---
blogpost: true
date: Jul 23, 2018
title: Pickle isn't slow, it's a protocol
tags: Programming, Python, scipy, dask
---

_This work is supported by [Anaconda Inc](http://anaconda.com)_

**tl;dr:** _Pickle isn't slow, it's a protocol. Protocols are important for
ecosystems._

A recent Dask issue showed that using Dask with PyTorch was
slow because sending PyTorch models between Dask workers took a long time
([Dask GitHub issue](https://github.com/dask/dask-ml/issues/281)).

This turned out to be because serializing PyTorch models with pickle was very
slow (1 MB/s for GPU based models, 50 MB/s for CPU based models). There is no
architectural reason why this needs to be this slow.
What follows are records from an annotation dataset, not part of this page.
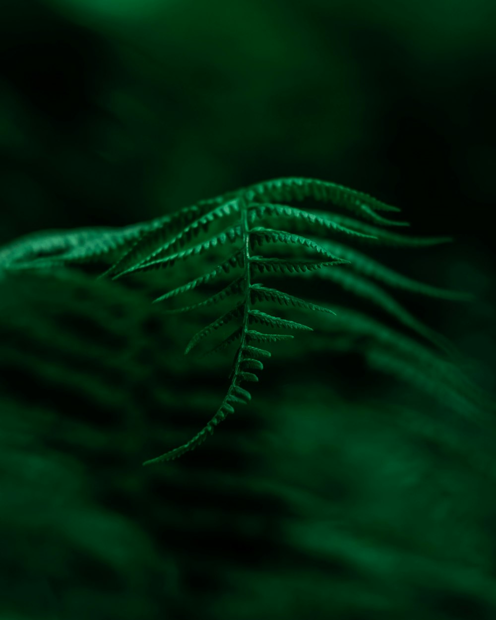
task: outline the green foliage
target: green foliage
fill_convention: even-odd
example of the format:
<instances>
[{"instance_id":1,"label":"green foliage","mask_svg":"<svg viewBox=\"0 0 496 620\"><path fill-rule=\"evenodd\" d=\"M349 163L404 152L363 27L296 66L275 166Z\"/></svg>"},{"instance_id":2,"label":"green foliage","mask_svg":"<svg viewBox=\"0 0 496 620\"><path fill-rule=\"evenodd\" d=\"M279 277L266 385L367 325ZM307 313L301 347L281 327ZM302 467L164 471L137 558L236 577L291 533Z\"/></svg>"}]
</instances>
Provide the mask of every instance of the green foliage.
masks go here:
<instances>
[{"instance_id":1,"label":"green foliage","mask_svg":"<svg viewBox=\"0 0 496 620\"><path fill-rule=\"evenodd\" d=\"M352 211L355 216L350 218L327 211L315 213L277 202L284 200L291 203L308 199L341 207ZM165 310L169 313L182 313L216 306L229 296L241 297L226 312L195 334L185 350L185 354L190 353L214 332L233 321L238 322L238 327L234 332L203 353L216 353L237 343L232 363L230 384L220 407L210 422L188 441L146 461L144 464L148 464L169 461L193 450L205 440L207 434L213 432L215 426L234 412L235 405L246 404L251 399L250 392L241 384L258 381L255 371L262 370L263 365L257 358L270 355L268 351L254 347L254 343L271 345L293 338L292 334L279 333L280 330L313 330L306 324L255 309L254 304L277 303L291 306L300 311L335 314L329 308L295 297L278 288L265 287L256 281L259 274L270 277L276 273L286 278L295 274L304 277L318 272L321 278L374 303L436 347L452 352L450 343L442 336L415 318L368 277L391 287L415 293L454 299L466 299L467 296L415 282L354 248L335 241L336 236L343 234L357 243L392 244L405 247L422 247L450 241L446 237L420 238L393 234L383 227L409 224L384 218L378 213L381 211L396 213L399 210L366 194L332 183L311 179L280 179L256 184L203 201L151 222L122 229L95 229L29 236L0 254L0 267L11 272L24 269L50 270L60 266L112 259L113 264L100 278L112 277L117 280L152 270L172 271L178 261L185 261L195 256L203 258L205 255L203 262L207 264L206 257L214 250L216 252L224 246L234 246L234 251L227 259L214 257L217 264L213 269L154 300L155 303L168 301L176 296L189 293L197 287L216 284L226 275L231 275L231 272L242 270L241 275L236 273L221 290L206 299ZM360 218L371 220L374 225L364 223ZM229 219L231 221L229 226L226 226L226 221ZM281 222L284 229L278 228ZM216 226L221 227L220 232L215 230ZM296 231L285 229L291 227ZM317 240L300 234L303 231L316 236ZM210 236L199 242L196 241L199 236L205 233ZM268 246L273 246L277 249L275 251L279 252L283 246L283 250L292 252L293 255L267 255ZM255 248L263 254L255 254ZM464 381L463 375L453 362L442 359L438 352L430 350L426 345L378 323L372 317L358 315L346 309L340 311L339 314L341 322L335 324L340 324L343 332L373 335L374 347L366 352L364 351L373 367L410 380L431 392L435 391L455 409L476 410L475 405L468 406L469 401L467 401L467 397L474 396L474 390ZM257 323L277 332L256 330L252 326ZM385 349L384 342L387 343Z\"/></svg>"}]
</instances>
Every part of the
hardware pipeline is much faster than this.

We could have fixed this in Dask by special-casing PyTorch models (Dask has
it's own optional serialization system for performance), but being good
ecosystem citizens, we decided to raise the performance problem in an issue
upstream ([PyTorch Github
issue](https://github.com/pytorch/pytorch/issues/9168)). This resulted in a
five-line-fix to PyTorch that turned a 1-50 MB/s serialization bandwidth into a
1 GB/s bandwidth, which is more than fast enough for many use cases ([PR to
PyTorch](https://github.com/pytorch/pytorch/pull/9184)).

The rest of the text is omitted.